Rachel Justine Pries is an American mathematician whose research focuses on arithmetic geometry and number theory. She is a professor at Colorado State University and both a Fellow of the American Mathematical Society[1] and a Fellow of the Association for Women in Mathematics.

Education

Pries was a student at the Cambridge Rindge and Latin School, in Cambridge, Massachusetts.
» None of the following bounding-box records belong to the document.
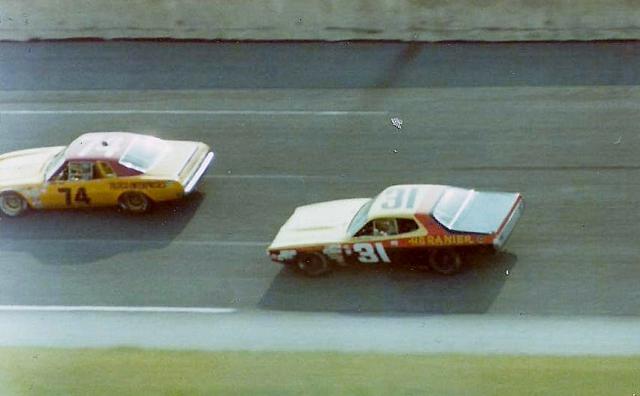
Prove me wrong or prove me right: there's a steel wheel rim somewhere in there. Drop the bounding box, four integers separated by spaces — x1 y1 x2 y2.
126 194 147 211
2 194 24 216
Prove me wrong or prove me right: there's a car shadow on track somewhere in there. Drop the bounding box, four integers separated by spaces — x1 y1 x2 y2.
260 253 517 314
0 193 203 265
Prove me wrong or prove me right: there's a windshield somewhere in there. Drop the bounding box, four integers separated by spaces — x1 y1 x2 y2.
44 147 67 180
119 137 166 172
433 188 473 229
347 199 374 235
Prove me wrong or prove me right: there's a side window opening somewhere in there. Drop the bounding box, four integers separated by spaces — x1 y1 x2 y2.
68 162 93 181
373 219 398 236
397 219 420 234
354 221 373 237
94 161 116 179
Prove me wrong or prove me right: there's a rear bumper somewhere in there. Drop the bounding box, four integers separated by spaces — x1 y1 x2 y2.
184 151 214 195
493 196 524 250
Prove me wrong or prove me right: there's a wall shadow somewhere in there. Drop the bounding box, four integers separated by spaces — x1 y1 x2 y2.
259 253 517 314
0 193 203 265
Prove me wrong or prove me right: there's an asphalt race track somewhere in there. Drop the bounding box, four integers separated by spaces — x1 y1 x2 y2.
0 42 640 317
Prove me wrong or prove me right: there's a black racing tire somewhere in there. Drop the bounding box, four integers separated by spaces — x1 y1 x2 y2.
118 191 152 213
429 249 462 276
296 253 332 277
0 191 29 217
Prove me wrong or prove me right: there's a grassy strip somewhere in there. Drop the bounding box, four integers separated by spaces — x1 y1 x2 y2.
0 348 640 396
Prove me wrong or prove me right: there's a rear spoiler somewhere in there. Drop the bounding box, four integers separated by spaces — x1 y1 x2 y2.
493 194 524 250
184 151 214 194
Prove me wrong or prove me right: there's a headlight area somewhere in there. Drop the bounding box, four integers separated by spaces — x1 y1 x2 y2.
267 249 298 263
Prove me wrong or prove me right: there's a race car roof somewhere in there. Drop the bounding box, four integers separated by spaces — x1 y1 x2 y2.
367 184 450 220
66 132 158 161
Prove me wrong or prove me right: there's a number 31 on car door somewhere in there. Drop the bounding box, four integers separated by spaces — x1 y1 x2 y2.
353 242 391 264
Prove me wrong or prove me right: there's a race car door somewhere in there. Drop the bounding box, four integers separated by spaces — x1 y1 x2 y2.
42 161 108 209
345 218 421 264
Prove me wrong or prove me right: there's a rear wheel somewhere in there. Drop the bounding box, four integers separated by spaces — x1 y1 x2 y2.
429 249 462 275
0 192 29 217
297 253 331 277
118 192 151 213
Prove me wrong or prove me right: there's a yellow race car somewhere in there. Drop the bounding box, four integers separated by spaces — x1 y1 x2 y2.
0 132 214 217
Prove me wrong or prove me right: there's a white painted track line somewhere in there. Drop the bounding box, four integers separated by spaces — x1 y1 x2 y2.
0 109 388 116
0 238 271 248
0 305 236 314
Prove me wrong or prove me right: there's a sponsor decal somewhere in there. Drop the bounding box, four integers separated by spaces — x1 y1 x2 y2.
109 181 167 190
407 235 484 246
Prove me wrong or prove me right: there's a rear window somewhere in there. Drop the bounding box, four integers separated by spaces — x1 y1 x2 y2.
433 188 473 228
118 137 167 172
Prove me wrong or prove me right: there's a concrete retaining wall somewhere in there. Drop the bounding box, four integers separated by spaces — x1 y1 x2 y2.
0 0 640 41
She received a B.S. degree from Brown University in Providence, Rhode Island in 1994, and received a Ph.D. in mathematics from the University of Pennsylvania in Philadelphia, Pennsylvania in 2000 under the supervision of David Harbater.

Career and research

After her doctoral studies, Pries was appointed a National Science Foundation VIGRE post-doctoral fellow at Columbia University for 2000 to 2003. After her post-doc at Columbia, Rachel joined the faculty at Colorado State University, Fort Collins, Colorado, where she is currently a full professor.[2]
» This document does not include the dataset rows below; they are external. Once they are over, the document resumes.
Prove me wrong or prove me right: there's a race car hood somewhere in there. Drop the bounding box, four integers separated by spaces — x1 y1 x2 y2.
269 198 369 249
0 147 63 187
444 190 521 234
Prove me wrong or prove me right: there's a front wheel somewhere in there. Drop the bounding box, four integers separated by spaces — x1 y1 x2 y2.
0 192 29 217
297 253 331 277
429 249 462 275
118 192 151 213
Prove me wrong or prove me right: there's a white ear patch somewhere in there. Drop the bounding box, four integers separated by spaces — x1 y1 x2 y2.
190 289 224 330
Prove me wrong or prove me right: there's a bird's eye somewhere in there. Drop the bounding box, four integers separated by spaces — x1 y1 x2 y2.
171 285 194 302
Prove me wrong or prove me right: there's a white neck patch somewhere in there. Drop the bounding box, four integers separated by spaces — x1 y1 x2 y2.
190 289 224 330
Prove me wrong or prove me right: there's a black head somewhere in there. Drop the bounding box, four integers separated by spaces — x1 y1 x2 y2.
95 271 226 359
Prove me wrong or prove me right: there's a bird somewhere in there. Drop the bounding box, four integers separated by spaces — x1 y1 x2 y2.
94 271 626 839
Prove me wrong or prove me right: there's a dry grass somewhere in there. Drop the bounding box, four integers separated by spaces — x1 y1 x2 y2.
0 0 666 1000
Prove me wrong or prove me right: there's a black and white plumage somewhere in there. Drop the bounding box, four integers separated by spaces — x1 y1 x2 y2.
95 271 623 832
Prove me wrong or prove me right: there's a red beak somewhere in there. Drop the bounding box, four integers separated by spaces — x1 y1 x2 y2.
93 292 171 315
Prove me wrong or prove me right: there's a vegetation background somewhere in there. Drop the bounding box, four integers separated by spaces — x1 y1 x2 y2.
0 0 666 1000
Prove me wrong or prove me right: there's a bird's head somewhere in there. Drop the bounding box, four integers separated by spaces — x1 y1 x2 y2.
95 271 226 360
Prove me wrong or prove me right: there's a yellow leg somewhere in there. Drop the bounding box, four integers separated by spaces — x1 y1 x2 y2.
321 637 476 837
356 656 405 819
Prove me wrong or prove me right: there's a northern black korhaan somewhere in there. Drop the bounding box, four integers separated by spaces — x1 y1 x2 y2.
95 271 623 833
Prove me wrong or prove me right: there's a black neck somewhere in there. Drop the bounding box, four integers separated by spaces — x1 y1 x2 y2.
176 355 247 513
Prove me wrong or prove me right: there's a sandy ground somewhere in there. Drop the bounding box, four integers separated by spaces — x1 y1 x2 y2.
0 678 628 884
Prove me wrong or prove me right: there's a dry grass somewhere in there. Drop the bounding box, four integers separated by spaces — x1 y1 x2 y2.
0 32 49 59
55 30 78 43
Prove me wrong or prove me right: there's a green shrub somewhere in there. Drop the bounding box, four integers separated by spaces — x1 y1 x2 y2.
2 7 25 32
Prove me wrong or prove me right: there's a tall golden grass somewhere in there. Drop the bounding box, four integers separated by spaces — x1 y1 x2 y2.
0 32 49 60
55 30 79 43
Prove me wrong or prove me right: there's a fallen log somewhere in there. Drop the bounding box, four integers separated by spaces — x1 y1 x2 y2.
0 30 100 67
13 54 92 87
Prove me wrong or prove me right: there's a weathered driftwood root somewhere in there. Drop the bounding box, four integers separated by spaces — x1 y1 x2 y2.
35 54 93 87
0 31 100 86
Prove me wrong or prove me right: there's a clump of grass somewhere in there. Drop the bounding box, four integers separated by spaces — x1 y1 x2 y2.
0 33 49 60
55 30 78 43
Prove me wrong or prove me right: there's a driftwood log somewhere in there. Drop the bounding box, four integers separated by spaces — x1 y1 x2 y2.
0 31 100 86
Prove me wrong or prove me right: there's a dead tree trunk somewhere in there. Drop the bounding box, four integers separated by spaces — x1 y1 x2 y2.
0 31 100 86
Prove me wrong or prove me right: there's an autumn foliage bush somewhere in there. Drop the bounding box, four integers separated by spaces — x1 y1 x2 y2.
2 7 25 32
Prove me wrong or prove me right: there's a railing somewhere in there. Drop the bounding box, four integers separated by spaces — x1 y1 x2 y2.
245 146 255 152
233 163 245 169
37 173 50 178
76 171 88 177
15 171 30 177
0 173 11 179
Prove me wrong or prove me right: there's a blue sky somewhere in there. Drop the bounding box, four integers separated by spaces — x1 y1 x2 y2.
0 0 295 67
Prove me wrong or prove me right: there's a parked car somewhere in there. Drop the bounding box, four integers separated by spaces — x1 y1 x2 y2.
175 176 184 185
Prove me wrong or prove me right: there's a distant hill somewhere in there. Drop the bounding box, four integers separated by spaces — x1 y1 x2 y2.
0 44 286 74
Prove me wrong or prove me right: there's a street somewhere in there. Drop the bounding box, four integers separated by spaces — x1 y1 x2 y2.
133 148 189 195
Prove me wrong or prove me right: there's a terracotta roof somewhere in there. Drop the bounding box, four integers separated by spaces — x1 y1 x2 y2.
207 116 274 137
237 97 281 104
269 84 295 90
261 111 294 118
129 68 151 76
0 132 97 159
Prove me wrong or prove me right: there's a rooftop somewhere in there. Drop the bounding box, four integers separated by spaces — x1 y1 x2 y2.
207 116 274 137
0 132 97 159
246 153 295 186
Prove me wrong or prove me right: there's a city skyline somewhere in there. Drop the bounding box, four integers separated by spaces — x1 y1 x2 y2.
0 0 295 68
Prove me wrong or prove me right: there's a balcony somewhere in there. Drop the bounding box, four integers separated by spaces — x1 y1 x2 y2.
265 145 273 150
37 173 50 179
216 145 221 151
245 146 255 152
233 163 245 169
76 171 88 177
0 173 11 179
In one of her most cited works, Families of wildly ramified covers of curves,[3] Pries studied smooth Galois covers of curves, ramified over only one point. In a second highly cited paper, Hyperelliptic curves with prescribed p-torsion,[4] Pries and co-author Darren Glass, proved several results regarding the existence of Jacobian varieties having interesting p-torsion as measured in terms of invariants such as the p-rank and the a-number.
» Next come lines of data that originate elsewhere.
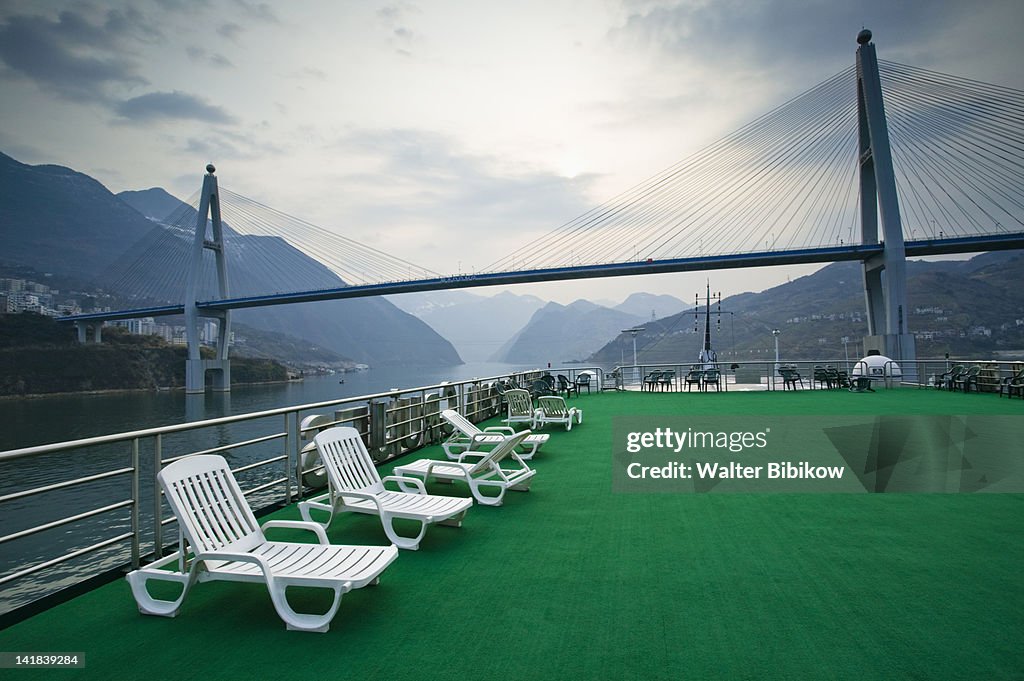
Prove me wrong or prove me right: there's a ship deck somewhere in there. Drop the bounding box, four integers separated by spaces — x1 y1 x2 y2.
0 389 1024 681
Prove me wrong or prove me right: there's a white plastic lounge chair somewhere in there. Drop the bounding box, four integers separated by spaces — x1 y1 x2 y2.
127 455 398 632
299 426 473 551
441 409 551 461
394 430 537 506
502 388 534 427
534 395 583 430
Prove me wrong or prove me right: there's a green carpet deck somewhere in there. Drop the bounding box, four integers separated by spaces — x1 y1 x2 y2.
0 389 1024 681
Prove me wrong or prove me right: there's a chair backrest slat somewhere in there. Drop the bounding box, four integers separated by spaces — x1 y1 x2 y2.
505 389 534 418
469 430 531 475
537 395 568 417
159 455 263 553
313 426 384 494
441 409 483 437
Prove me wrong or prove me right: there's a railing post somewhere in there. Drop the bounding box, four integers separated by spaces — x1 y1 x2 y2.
131 437 141 569
152 434 164 560
285 412 302 504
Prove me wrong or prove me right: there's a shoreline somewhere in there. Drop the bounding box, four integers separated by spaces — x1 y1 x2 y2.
0 378 304 402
Pries serves on the Steering Committee of Women in Number Theory (WIN),[5] a research collaboration community for women mathematicians interested in number theory. She was an editor of Directions in Number Theory: Proceedings of the 2014 WIN3 Workshop (Association for Women in Mathematics Series), which was published by Springer Verlag in 2016.[6]

Honors

Pries was elected to the 2018 class of fellows of the American Mathematical Society. Her citation read "for contributions to arithmetic geometry, and for service to the mathematical community." Pries was selected as the inaugural lecturer in the Association for Women in Mathematics Distinguished Lecture Series at the University of Oregon, Eugene, Oregon, in 2013.[7] In 2004, Pries was selected as Outstanding Professor in Graduate Instruction by the mathematics graduate students of Colorado State University [8] Pries was elected to the 2023 class of fellows of the Association for Women in Mathematics "for supporting the research careers of women through mentorship and advocacy; for her vision and hard work establishing the Women in Numbers workshops and research network; and for broadening the participation of women in mathematics through service and leadership both at her institution and in high-profile national and international programs."[9]

References

  1. Web site: Fellows of the American Mathematical Society. ams.org. American Mathematical Society. 5 November 2017.
  2. Web site: Rachel Pries, Professor. Colorado State University. Department of Mathematics Faculty and Staff. 19 March 2020.
  3. Pries. Rachel J.. 2002. Families of wildly ramified covers of curves. https://web.archive.org/web/20171107022100/https://pdfs.semanticscholar.org/3ed0/53205bfab504847977814d405c5a0fb8e787.pdf. dead. 2017-11-07. Amer. J. Math.. 124. 4. 737–768. 5 November 2017. 10.1353/ajm.2002.0024. 18044517.
  4. Glass. Darren. Pries. Rachel. 2005. Hyperelliptic curves with prescribed p-torsion. Manuscripta Math.. 117. 3. 299–317. math/0401008. 2004math......1008G. 10.1007/s00229-005-0559-0. 6649601.
  5. Web site: Women in Number Theory Steering Committee. Women in Number Theory. 6 November 2017.
  6. Book: Eischen. Ellen. Long. Ling. Ling Long (mathematician). Pries. Rachel. Directions in Number Theory: Proceedings of the 2014 WIN3 Workshop (Association for Women in Mathematics Series). 2016. Springer Verlag. 978-3319309743.
  7. Web site: Distinguished Speaker Series. Association for Women in Mathematics, University of Oregon. University of Oregon. 6 November 2017.
  8. Web site: Awards of the Department. Colorado State University Mathematics Department. Colorado State University. 6 November 2017. 23 November 2017. https://web.archive.org/web/20171123092621/http://www.math.colostate.edu/people/awards.shtml. dead.
  9. Web site: The AWM Fellows Program: 2023 Class of AWM Fellows . Association for Women in Mathematics . 23 October 2022.